- Autres championnats
- Russie – Rotor Volgograd
C’était le Rotor Volgograd…
La nouvelle est passée un peu inaperçue, mais le Rotor Volgograd a été officiellement mis en faillite ces derniers jours, au terme d'une décennie de crises. En attendant d'envisager un hypothétique retour en repassant par la case amateur, retour sur les années de gloire de ce club mythique, madeleine de Proust des supporters nantais et bordelais des nineties, mais qui a en revanche laissé un bien mauvais souvenir aux Mancuniens, hormis à Peter Schmeichel…
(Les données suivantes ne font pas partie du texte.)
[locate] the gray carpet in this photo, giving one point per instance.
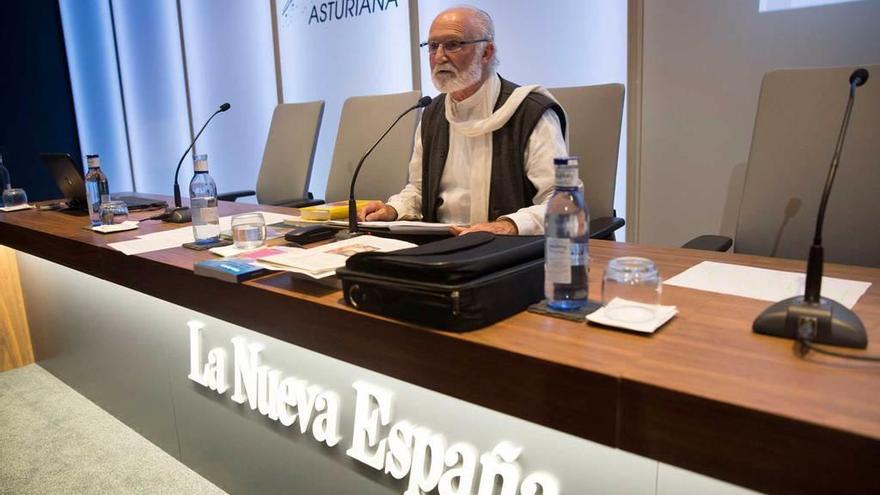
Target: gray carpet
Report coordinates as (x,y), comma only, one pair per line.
(53,440)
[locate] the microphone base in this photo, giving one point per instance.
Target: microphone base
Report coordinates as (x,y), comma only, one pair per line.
(181,214)
(347,234)
(836,324)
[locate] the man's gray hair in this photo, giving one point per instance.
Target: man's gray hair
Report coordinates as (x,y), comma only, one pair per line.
(486,29)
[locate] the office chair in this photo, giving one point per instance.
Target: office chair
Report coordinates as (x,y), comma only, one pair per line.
(594,115)
(799,116)
(363,120)
(287,158)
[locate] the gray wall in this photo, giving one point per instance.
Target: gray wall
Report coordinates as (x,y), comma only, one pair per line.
(703,61)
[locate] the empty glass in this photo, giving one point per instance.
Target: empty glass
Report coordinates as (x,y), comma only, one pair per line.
(113,212)
(248,230)
(14,196)
(631,289)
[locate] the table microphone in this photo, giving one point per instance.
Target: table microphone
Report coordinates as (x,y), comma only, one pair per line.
(810,317)
(352,203)
(180,214)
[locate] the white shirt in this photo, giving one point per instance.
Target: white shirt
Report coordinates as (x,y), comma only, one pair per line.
(464,186)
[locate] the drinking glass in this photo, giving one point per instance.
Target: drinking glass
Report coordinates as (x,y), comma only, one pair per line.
(631,289)
(14,196)
(113,212)
(248,230)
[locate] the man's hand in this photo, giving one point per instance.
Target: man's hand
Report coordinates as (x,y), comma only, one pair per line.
(377,211)
(502,227)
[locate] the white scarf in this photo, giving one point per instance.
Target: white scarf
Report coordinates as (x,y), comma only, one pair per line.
(481,167)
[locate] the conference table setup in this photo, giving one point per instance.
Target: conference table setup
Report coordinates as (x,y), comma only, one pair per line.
(277,384)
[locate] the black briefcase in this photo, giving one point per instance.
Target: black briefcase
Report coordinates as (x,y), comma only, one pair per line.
(456,284)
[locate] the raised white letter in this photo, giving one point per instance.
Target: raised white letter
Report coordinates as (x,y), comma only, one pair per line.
(427,465)
(246,371)
(506,468)
(325,428)
(549,485)
(462,458)
(287,394)
(367,420)
(195,351)
(215,370)
(399,457)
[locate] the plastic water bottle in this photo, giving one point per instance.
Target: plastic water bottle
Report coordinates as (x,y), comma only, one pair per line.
(567,231)
(97,188)
(5,181)
(203,203)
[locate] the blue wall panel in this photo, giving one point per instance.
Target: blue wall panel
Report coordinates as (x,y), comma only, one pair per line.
(151,65)
(230,57)
(94,78)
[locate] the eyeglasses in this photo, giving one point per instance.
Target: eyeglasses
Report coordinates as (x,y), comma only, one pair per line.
(450,46)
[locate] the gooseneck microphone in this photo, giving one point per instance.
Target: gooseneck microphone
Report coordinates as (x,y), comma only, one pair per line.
(811,317)
(179,214)
(352,203)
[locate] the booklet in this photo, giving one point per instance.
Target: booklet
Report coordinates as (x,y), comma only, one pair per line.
(322,261)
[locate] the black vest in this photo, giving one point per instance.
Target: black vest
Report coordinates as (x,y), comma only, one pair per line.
(510,188)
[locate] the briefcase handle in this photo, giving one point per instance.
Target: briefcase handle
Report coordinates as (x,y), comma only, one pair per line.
(450,245)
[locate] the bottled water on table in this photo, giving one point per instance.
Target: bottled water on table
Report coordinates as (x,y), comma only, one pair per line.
(97,188)
(566,228)
(203,203)
(5,181)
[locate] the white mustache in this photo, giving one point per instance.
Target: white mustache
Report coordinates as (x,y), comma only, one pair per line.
(445,67)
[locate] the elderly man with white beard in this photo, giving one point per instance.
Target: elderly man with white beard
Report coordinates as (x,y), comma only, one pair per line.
(484,148)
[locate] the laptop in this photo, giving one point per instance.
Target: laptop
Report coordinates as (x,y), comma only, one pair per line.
(69,180)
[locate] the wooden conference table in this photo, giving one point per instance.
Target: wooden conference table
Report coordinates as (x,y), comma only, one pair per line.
(703,393)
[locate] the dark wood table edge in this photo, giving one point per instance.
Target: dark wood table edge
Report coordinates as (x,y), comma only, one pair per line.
(640,418)
(568,399)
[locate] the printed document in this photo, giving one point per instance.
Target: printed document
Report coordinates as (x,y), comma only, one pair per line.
(764,284)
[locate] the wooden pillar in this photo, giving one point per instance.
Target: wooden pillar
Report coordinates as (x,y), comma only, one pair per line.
(15,338)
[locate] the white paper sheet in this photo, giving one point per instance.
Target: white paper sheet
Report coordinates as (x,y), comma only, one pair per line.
(118,227)
(661,314)
(322,261)
(763,284)
(402,226)
(24,206)
(176,237)
(155,241)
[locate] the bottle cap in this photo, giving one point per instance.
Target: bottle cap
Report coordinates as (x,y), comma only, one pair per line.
(200,163)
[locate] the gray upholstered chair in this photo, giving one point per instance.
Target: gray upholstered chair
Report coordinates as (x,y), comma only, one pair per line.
(363,120)
(799,117)
(287,158)
(595,114)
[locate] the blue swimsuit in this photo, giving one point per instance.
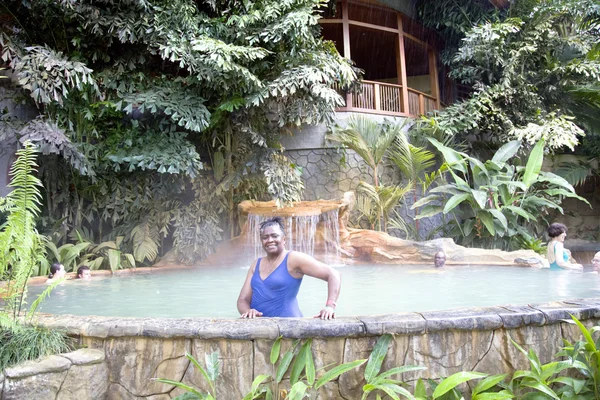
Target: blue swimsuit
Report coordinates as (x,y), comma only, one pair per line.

Voilà, c’est fini. Du moins pour l’instant. Début avril, le Rotor Volgograd a été officiellement mis en faillite et n’aura, quoi qu’il arrive, pas de licence pro la saison prochaine. Mais, en vérité, ça fait dix ans que ça déconne pour ce club qui sent bon les nineties et qui n’est jamais parvenu à se remettre de crises en série qui l’avaient déjà bien amoché. La dernière, sportive et financière, l’a achevé. Sportivement, c’était cette relégation en D3 russe au printemps dernier. Économiquement, la chute du rouble a fini d’enfoncer une comptabilité déjà bien rouge. Avant de balancer la nécro, il faut bien reconnaître que cette faillite interpelle doublement. D’une part au niveau local, puisque c’est du seul club pro de Volgograd dont on parle, la douzième ville du pays, un symbole historique en Russie – oui, on parle bien de l’ex-Stalingrad – et une de celles qui vont accueillir des matchs de la prochaine Coupe du monde. L’ancien stade Central construit dans les années 60 doit laisser place très prochainement à une rutilante nouvelle enceinte baptisée Pobeda (pour « Victoire » ). Sans équipe pro pour l’occuper, quel serait son avenir après le Mondial 2018 ? Au niveau national aussi, cette faillite pose question. Certes, le Rotor vivotait depuis dix ans, mais c’est bien la crise du rouble qui a eu raison de lui et qui pourrait à terme menacer d’autres clubs du pays. En D1, certains comme Rostov et Amkar Perm tirent aussi la langue. Les dirigeants de formations de haut de tableau comme le Spartak et le CSKA se sont aussi publiquement inquiétés de la situation et de ses conséquences. Le championnat russe, considéré encore il y a peu comme un nouvel eldorado, pourrait à moyen terme ne plus l’être. Y aura-t-il d’autres Valbuena ? Affaire à suivre…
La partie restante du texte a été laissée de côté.